Neymar : avenir entre Santos, MLS et tensions avec les supporters
Le feuilleton Neymar a repris de la voix. À 34 ans, l’attaquant de Santos voit son nom revenir avec insistance du côté des États-Unis, où FC Cincinnati se montre déterminé à l’attirer en MLS après la Coupe du monde 2026. En coulisses, le dossier s’active déjà : son père préparerait une réunion de haut niveau avec des représentants du championnat nord-américain pour explorer un accord qui l’enverrait « stateside » une fois le Mondial bouclé.
Un retour à Santos productif, mais sous compte à rebours
Revenu à Santos en janvier 2025, dans ce club qui l’a lancé et où son histoire professionnelle a commencé, Neymar n’est pas venu faire de la figuration. Quinze buts, sept passes décisives, 38 apparitions : les chiffres rappellent que le talent est intact, que le flair devant le but n’a pas disparu avec les années ni les blessures.
Mais le calendrier, lui, ne pardonne pas. Son contrat expire en décembre. Chaque match ressemble un peu plus à un compte à rebours. Chaque prise de parole est scrutée à la loupe, chaque geste interprété comme un indice sur son avenir.
Après le nul frustrant de Santos face à Recoleta, dans la zone mixte, la question est tombée, frontale : va-t-il quitter le club dès le prochain mercato ? Neymar n’a pas joué la carte de la grande déclaration.
« Je ne sais pas. Honnêtement, je ne sais pas. J’ai un contrat avec Santos jusqu’à la fin de l’année et j’ai l’intention de l’honorer », a-t-il répondu.

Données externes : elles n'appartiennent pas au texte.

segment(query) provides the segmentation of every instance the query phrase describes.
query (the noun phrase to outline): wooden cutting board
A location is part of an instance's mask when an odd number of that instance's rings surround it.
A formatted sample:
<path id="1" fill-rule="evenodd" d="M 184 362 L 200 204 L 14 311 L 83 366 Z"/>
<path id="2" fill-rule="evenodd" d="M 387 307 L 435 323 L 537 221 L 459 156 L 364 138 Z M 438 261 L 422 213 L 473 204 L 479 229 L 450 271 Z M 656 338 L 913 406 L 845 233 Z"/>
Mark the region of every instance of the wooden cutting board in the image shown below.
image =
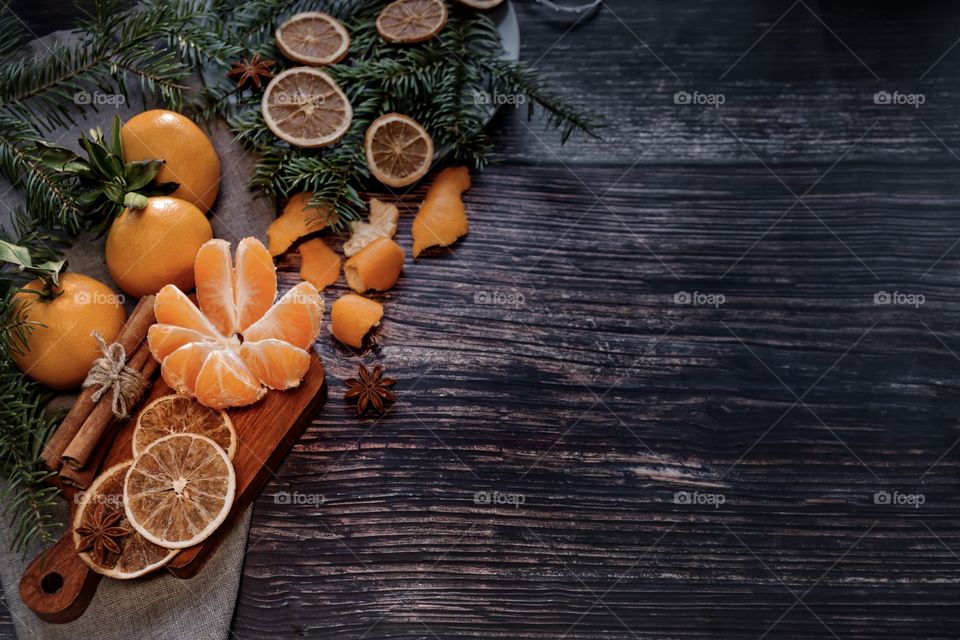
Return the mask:
<path id="1" fill-rule="evenodd" d="M 157 378 L 141 407 L 169 393 L 172 393 L 170 388 Z M 237 474 L 233 509 L 227 521 L 211 537 L 178 553 L 167 565 L 167 571 L 179 578 L 191 578 L 200 571 L 237 516 L 253 501 L 323 406 L 326 397 L 323 364 L 319 356 L 313 354 L 310 368 L 299 387 L 290 391 L 271 391 L 257 404 L 229 412 L 240 440 L 233 459 Z M 136 418 L 133 416 L 120 427 L 103 464 L 104 469 L 133 458 L 131 442 Z M 20 579 L 20 597 L 48 622 L 70 622 L 79 618 L 100 583 L 100 574 L 85 565 L 74 549 L 72 522 L 77 491 L 64 489 L 64 495 L 72 505 L 71 525 L 60 541 L 40 554 Z"/>

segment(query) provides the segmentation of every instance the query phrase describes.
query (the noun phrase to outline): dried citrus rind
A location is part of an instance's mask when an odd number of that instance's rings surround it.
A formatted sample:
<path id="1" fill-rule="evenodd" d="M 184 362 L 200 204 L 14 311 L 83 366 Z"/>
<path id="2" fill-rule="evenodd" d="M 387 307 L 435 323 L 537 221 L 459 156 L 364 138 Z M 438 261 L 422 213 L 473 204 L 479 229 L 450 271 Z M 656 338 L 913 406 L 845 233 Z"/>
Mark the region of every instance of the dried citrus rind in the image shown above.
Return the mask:
<path id="1" fill-rule="evenodd" d="M 433 163 L 433 138 L 402 113 L 388 113 L 371 122 L 363 136 L 363 150 L 373 177 L 395 189 L 427 175 Z"/>
<path id="2" fill-rule="evenodd" d="M 267 245 L 270 248 L 270 255 L 277 257 L 303 236 L 329 226 L 329 212 L 319 207 L 309 206 L 312 197 L 313 194 L 309 191 L 291 196 L 280 217 L 267 227 Z"/>
<path id="3" fill-rule="evenodd" d="M 355 293 L 345 293 L 330 307 L 330 333 L 343 344 L 359 349 L 364 336 L 378 326 L 382 318 L 382 304 Z"/>
<path id="4" fill-rule="evenodd" d="M 457 0 L 460 4 L 471 9 L 480 9 L 486 11 L 503 4 L 503 0 Z"/>
<path id="5" fill-rule="evenodd" d="M 466 167 L 444 169 L 427 190 L 427 197 L 413 219 L 413 257 L 429 247 L 447 247 L 467 234 L 467 210 L 461 195 L 470 188 Z"/>
<path id="6" fill-rule="evenodd" d="M 313 67 L 277 74 L 263 92 L 260 111 L 275 136 L 306 149 L 337 142 L 353 120 L 353 108 L 340 85 Z"/>
<path id="7" fill-rule="evenodd" d="M 340 256 L 322 238 L 307 240 L 299 247 L 300 278 L 319 291 L 334 284 L 340 277 Z"/>
<path id="8" fill-rule="evenodd" d="M 350 49 L 350 34 L 344 26 L 321 11 L 304 11 L 291 16 L 277 27 L 274 36 L 280 53 L 308 65 L 336 64 Z"/>
<path id="9" fill-rule="evenodd" d="M 377 33 L 387 42 L 414 44 L 429 40 L 446 24 L 443 0 L 396 0 L 377 16 Z"/>
<path id="10" fill-rule="evenodd" d="M 82 497 L 74 514 L 71 530 L 73 544 L 83 563 L 101 575 L 119 580 L 146 575 L 164 566 L 177 555 L 176 551 L 156 545 L 141 536 L 127 520 L 123 508 L 123 481 L 131 464 L 131 461 L 121 462 L 102 471 L 90 488 L 79 494 Z M 104 563 L 97 562 L 97 559 L 86 551 L 79 551 L 84 537 L 78 532 L 82 530 L 90 510 L 101 505 L 106 509 L 119 511 L 122 517 L 117 525 L 130 530 L 130 535 L 117 541 L 122 548 L 121 553 L 108 555 Z"/>
<path id="11" fill-rule="evenodd" d="M 226 451 L 205 436 L 177 433 L 153 442 L 130 465 L 123 507 L 144 538 L 167 549 L 184 549 L 223 524 L 236 489 Z"/>
<path id="12" fill-rule="evenodd" d="M 137 416 L 132 442 L 134 457 L 173 433 L 206 436 L 220 445 L 231 460 L 237 452 L 237 431 L 225 411 L 205 407 L 188 396 L 169 395 L 157 398 Z"/>
<path id="13" fill-rule="evenodd" d="M 403 249 L 390 238 L 376 238 L 343 264 L 347 286 L 357 293 L 386 291 L 403 271 Z"/>
<path id="14" fill-rule="evenodd" d="M 343 243 L 343 255 L 348 258 L 356 255 L 365 246 L 377 238 L 392 238 L 397 233 L 400 210 L 395 205 L 378 198 L 370 198 L 370 216 L 368 222 L 356 220 L 350 223 L 352 234 Z"/>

Une phrase qui ferme la porte à un départ immédiat… tout en laissant largement ouverte celle d’un nouveau chapitre dès janvier.
Une nuit électrique à Vila Belmiro
Si l’incertitude sportive plane, l’ambiance autour de lui s’est brutalement tendue mardi soir. À la Vila Belmiro, le climat a viré au toxique. Neymar, buteur du premier but de Santos, s’est retrouvé au cœur d’une altercation avec un supporter qui l’a traité de « gâté ».
L’international brésilien n’a pas encaissé en silence. Il a répliqué, s’en prenant à l’apparence physique de son détracteur et en défendant son implication sur le terrain. Scène rare, presque irréelle, entre un enfant du club revenu au pays et une partie d’un public censé l’adorer.
Plus tard, il a tenu à clarifier sa version :
« Je me suis seulement plaint, je ne me suis pas disputé. J’ai répondu au supporter à propos de la façon dont il m’a parlé. Je comprends les fans qui critiquent notre jeu, mais quand ça devient personnel, quand il attaque d’une autre manière, je ne peux pas l’accepter. »
Ces mots disent tout de la ligne de fracture actuelle : la critique sportive, il l’assume ; l’attaque personnelle, il la rejette. Et dans un stade où la frustration grandit au rythme des résultats mitigés, la moindre étincelle peut allumer un incendie.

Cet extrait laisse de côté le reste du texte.